Some providers, he says, may offer a significantly lower cost of funds but provide a lower level of service.
“You’re going to spend that money in administrative funds just to manage the relationship,” he says.
Russell Baqir, vice president of business development at Northpoint, also recommends that dealers don’t limit themselves to a single flooring source.
“There are alternative lenders in the market and as history has proven having an alternative provides additional capacity in times when lending becomes scarce,” he says. “In addition, as the market continues to stabilize and improve, increase in demand will increase the need for additional flooring.”
The goal is for dealers to find a lender or lenders that fits their individual needs. Northpoint, for example, is initially focused on smaller dealers, an area it believes has been underserved by traditional banks.
The best way to find out about what these companies offer is to ask. Most host marketing events or attend industry trade shows specifically to answer questions and, depending on their marketing structures, also have representatives who would be happy to set up an individual meeting or phone call with prospective clients.
In addition, Van Wagoner recommends dealers seek advice from more experienced dealers and their manufacturing partners in addition to industry reps.

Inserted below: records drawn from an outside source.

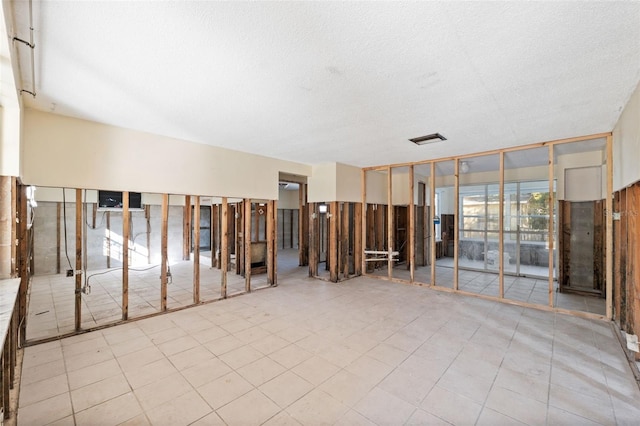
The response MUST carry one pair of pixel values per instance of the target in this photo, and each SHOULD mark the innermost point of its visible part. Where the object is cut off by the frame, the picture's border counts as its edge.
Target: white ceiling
(318, 82)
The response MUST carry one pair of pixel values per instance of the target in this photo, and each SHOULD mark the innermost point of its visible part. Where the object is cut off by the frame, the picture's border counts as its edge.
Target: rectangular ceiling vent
(423, 140)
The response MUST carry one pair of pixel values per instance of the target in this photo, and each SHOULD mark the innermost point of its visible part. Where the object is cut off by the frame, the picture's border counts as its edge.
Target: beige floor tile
(149, 373)
(285, 389)
(317, 407)
(250, 408)
(135, 360)
(93, 373)
(346, 387)
(290, 356)
(190, 357)
(162, 391)
(224, 389)
(421, 417)
(205, 372)
(112, 412)
(282, 419)
(260, 371)
(383, 408)
(315, 370)
(182, 410)
(47, 411)
(44, 389)
(451, 407)
(223, 345)
(241, 356)
(212, 419)
(43, 371)
(99, 392)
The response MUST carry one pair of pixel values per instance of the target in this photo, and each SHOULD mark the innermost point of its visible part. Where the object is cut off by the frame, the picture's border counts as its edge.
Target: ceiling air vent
(423, 140)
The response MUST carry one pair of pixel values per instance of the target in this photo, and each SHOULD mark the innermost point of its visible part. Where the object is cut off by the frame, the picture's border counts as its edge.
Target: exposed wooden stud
(274, 220)
(609, 231)
(215, 236)
(108, 239)
(147, 218)
(271, 241)
(456, 224)
(224, 247)
(164, 229)
(412, 227)
(247, 244)
(186, 228)
(552, 199)
(196, 250)
(432, 209)
(390, 227)
(303, 224)
(497, 151)
(23, 257)
(58, 231)
(501, 230)
(78, 276)
(344, 238)
(314, 227)
(126, 226)
(334, 220)
(358, 238)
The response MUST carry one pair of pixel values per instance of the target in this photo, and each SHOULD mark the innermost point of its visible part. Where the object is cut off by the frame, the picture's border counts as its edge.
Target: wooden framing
(186, 228)
(390, 242)
(358, 249)
(303, 226)
(196, 250)
(126, 221)
(58, 230)
(78, 276)
(108, 239)
(344, 240)
(501, 230)
(314, 225)
(246, 233)
(609, 231)
(334, 220)
(412, 227)
(456, 223)
(22, 252)
(164, 228)
(272, 243)
(552, 199)
(432, 208)
(224, 247)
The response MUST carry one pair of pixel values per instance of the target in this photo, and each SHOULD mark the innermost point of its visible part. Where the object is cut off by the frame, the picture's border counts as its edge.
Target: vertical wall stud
(247, 244)
(196, 250)
(412, 227)
(224, 247)
(609, 231)
(333, 240)
(552, 199)
(501, 229)
(163, 251)
(78, 277)
(186, 228)
(126, 218)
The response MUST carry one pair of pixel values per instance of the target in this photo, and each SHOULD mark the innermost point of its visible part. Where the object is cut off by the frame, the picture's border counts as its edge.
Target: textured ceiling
(319, 82)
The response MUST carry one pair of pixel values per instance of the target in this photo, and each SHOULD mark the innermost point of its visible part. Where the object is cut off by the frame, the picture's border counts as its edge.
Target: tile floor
(309, 352)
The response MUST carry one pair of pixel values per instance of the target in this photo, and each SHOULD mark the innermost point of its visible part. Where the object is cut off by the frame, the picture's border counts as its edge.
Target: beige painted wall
(68, 152)
(626, 144)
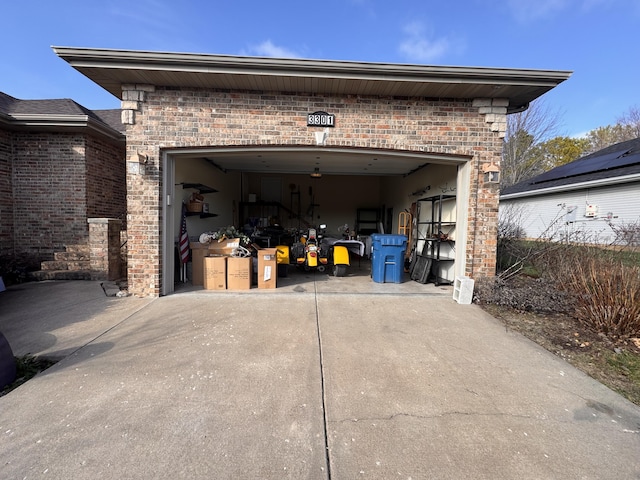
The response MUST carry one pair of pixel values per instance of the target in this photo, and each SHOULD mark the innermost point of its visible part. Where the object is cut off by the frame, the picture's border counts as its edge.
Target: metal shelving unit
(435, 237)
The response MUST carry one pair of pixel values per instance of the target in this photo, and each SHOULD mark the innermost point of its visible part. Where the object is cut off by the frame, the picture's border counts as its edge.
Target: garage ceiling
(329, 161)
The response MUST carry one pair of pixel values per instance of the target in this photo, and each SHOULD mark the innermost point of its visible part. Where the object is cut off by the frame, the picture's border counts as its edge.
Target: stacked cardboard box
(215, 272)
(216, 269)
(239, 273)
(267, 268)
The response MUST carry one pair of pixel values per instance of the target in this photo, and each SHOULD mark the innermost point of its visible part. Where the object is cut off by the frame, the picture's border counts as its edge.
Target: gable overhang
(60, 123)
(111, 69)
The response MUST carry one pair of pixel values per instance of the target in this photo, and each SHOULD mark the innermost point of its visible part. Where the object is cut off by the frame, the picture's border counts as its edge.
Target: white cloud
(418, 47)
(268, 49)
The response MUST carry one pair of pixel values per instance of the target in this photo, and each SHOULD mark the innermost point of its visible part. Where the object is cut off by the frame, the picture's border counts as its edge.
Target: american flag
(184, 236)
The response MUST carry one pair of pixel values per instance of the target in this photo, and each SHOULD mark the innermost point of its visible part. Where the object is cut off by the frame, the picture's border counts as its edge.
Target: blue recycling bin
(387, 257)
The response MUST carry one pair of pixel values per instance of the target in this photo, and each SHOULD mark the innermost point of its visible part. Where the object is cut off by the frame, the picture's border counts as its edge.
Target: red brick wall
(59, 179)
(6, 197)
(106, 180)
(171, 118)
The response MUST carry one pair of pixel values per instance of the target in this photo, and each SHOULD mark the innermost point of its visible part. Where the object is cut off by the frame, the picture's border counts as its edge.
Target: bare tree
(521, 158)
(631, 119)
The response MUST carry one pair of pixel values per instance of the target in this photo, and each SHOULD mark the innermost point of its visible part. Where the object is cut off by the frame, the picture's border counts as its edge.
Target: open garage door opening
(274, 196)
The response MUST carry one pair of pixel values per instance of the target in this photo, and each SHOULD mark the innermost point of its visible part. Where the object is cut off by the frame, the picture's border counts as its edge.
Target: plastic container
(387, 257)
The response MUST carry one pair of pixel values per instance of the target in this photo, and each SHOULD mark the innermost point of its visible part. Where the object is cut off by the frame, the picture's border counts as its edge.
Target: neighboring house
(594, 199)
(60, 164)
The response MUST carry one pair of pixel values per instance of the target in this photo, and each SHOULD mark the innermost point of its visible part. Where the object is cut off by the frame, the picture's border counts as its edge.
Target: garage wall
(159, 118)
(401, 192)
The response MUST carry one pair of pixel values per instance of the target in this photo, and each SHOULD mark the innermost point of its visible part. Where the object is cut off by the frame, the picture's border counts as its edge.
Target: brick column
(104, 248)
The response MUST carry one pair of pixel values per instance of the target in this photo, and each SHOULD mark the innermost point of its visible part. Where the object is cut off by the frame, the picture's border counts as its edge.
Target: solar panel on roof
(620, 158)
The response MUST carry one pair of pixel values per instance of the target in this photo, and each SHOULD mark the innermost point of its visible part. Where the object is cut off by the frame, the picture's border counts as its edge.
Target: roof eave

Every major floor plan lender has invested in a system that allows dealers to quickly monitor and pay for inventory online, and these systems have revolutionized the industry through both the convenience of 24/7 access as well as a wealth of information for both daily and long-term business planning.
These services are even starting to go mobile, with new features like texts that inform dealers when payments are due.
According to Ross Perrelli, president and CEO of TCF Inventory Finance, technology also provides tools to make the lenders’ employees far more productive than in the past, allowing them more time to focus on providing dealers with exceptional customer service.
GE has also invested heavily in recent years in producing business intelligence that it shares with its dealers and manufacturers to help them navigate the current market and understand their customers better.
That information combined with modern technology has led to more healthy interaction between dealers and their manufacturers, who are more invested than ever in the success of their dealer networks.
“They can’t just go across the street and find another dealer, so now they’re very engaged with their customers, working closely and making sure that they’re healthy,” Van Wagoner says. “And I think that’s a great sign.”
Baqir of Northpoint is among the lenders who see good things on the horizon for the marine industry due to the current scarcity of used inventory, a rise in consumer confidence and an increase in new home purchases.
Peter Kelley, president of TCF Commercial Finance Canada and general manager of TCFIF’s marine division, agrees, saying that no matter what the economy has wrought over the past 4 or 5 years, he believes the marine industry will rebound well as the economy recovers and people feel more confidence about discretionary spending.
“This industry always seems to bear the brunt of the worst of bad economic times,” he says. “Whether it was the gas crisis in the 1970s, periods of extraordinarily high interest rates like the late 1980s, or any of several recessionary downturns over the past few decades, this industry always seems to be among the hardest hit. Yet there’s something very strong in the consumer psyche that drives them back to boating as soon as they are in a position to do so. This last few years has been particularly stressful, but we see industry survivors that have repositioned themselves for success as soon as the economic picture improves just a bit, and we want to support that success and share in it.”